Calls for targeted immigration reform are growing louder from economists who say the United States’ supply of highly skilled workers cannot keep pace with increasing demand from its young businesses. Especially in technology and manufacturing fields, many believe foreign-born talent is needed to help firms reach their potential.

The BCG study suggests the dearth in highly skilled manufacturing workers is much smaller than some have reported. (Victor J. Blue/BLOOMBERG)

Conducted by the Boston Consulting Group, the study indicates that a “skills gap” indeed exists but that it’s not nearly large enough to spur panic or broad policy changes. The U.S. manufacturing industry is short roughly 80,000 to 100,000 highly skilled workers, according to the research, but that represents less than 1 percent of the American manufacturing industry’s total workforce.

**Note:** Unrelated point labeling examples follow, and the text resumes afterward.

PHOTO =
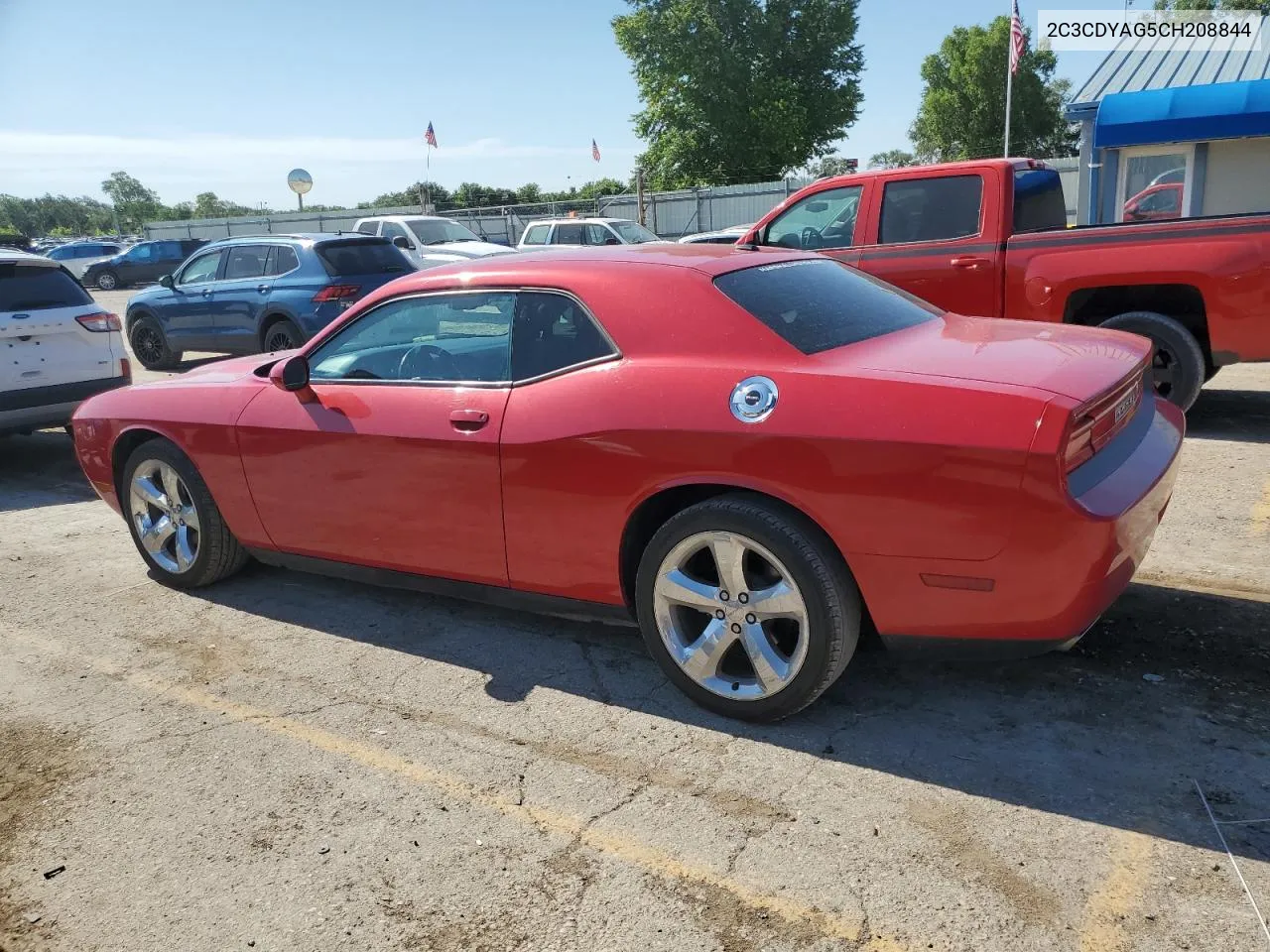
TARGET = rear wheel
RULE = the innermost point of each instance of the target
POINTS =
(747, 607)
(173, 520)
(282, 335)
(1178, 363)
(150, 344)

Moreover, a severe gap was found in only seven states, six of which fall in the bottom quartile in terms of annual manufacturing output.

“Shortages of highly skilled manufacturing workers exist and must be addressed, but the numbers aren’t as bad as many believe,” Harold L. Sirkin, BCG senior partner and study co-author, said in a statement. “The problem is very localized.”

The findings counter other oft-cited studies that have suggested a need to provide easier immigration paths for highly trained, foreign-born workers..

The Kauffman Foundation earlier this month reported that the proportion of new companies founded by foreign-born entrepreneurs has slipped to 24.3 percent from 25.3 percent in the past six years after two decades of consistent growth. The decline was especially pronounced in Silicon Valley, one of the world’s greatest suppliers of fast-growing technology companies.

Researchers blamed much of the decline on increasingly strict immigration laws that they believe are making it more difficult for foreigners to start their enterprises in the United States.